La deuxième phase, c'est évidemment la restriction massive du crédit qu'il sera difficile d'éviter, mais dont il faudra essayer de limiter l'impact par des mesures appropriées. Je dois le dire franchement, c'est ce que vous avez commencé à faire, notamment pour les PME, le logement et l'investissement des collectivités locales. Vous avez amorcé ces mesures au titre des contreparties aux garanties de refinancement et aux recapitalisations garanties par l'État ou par la réorientation des moyens disponibles de certains fonds d'épargne. Nous verrons quel résultat cela donnera. Pour le moment, tout cela est putatif.
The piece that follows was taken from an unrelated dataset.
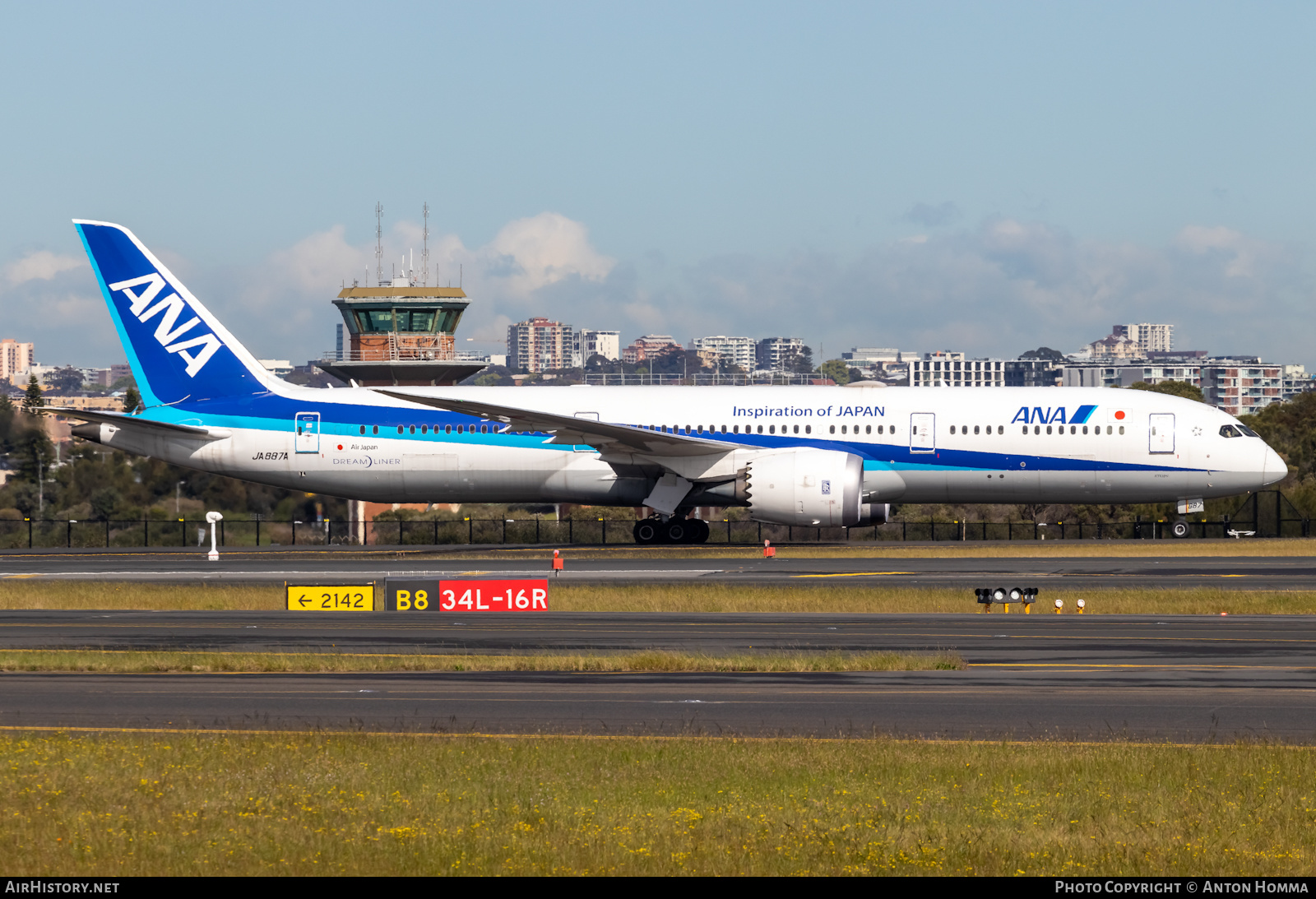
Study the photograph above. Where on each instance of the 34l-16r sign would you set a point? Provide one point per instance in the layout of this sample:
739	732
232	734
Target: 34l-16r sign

La troisième phase, c'est la récession – je sais bien qu'aujourd'hui il est de bon ton de parler de croissance négative, mais en français cela s'appelle de la récession ! – qui apparaît de façon inévitable au moins pour l'année 2009 et qui intervient alors même que les budgets publics, à peu près partout dans le monde, sont dans l'incapacité de financer des plans de relance.

La quatrième phase consiste à trouver un nouvel équilibre économique pour notre monde. Bien qu'il soit devenu inconvenant de citer les prévisions d'une banque d'investissement américaine, je relève que Goldman Sachs indiquait dans ses études successives sur les projections de taux de croissance dans le monde que la Chine et l'Inde dépasseraient en PIB global les États-Unis et l'Europe bien avant le milieu de ce siècle – à peu près en 2040.Tout semble indiquer aujourd'hui que si l'Asie émergente subira un contrecoup de notre crise, l'écart de nos taux de croissance respectifs restera au minimum constant, de telle sorte que les projections précitées demeurent parfaitement valables. Les situations financières respectives de l'Asie émergente, d'une part, et des États-Unis et de l'Europe, de l'autre, pourraient même nous laisser penser que les écarts vont se creuser en termes de taux de croissance. Quoi qu'il en soit, vous avez eu raison de souligner que l'on ne peut pas envisager de solutions profondes efficaces et pérennes à cette crise sans un accord fondamental avec ces économies qui allient une croissance très dynamique, notamment quand elle est fondée sur le marché intérieur –ce qui est le cas de l'Inde – et des situations financières bien plus saines que les nôtres.

Je termine en formulant le vœu qu'au-delà de ce débat et du vote qui va suivre, le Gouvernement, dans un contexte de crise durable, associe étroitement le Parlement à ses décisions. Vous me direz que c'est la moindre des choses puisque le Parlement est censé voter la loi, mais comme j'ai entendu dire qu'il ne devait pas prendre de décision dans la crise, je me réjouis que l'on en soit venu à le faire voter aujourd'hui ! Si les pays du monde peuvent s'unir dans une vision commune des solutions à mettre en œuvre, il n'est pas impossible d'espérer qu'au sein de notre pays nous parvenions progressivement à une communauté de vue sur l'essentiel. Mais cet accord demande des efforts de part et d'autre, de notre part certainement, de la vôtre assurément.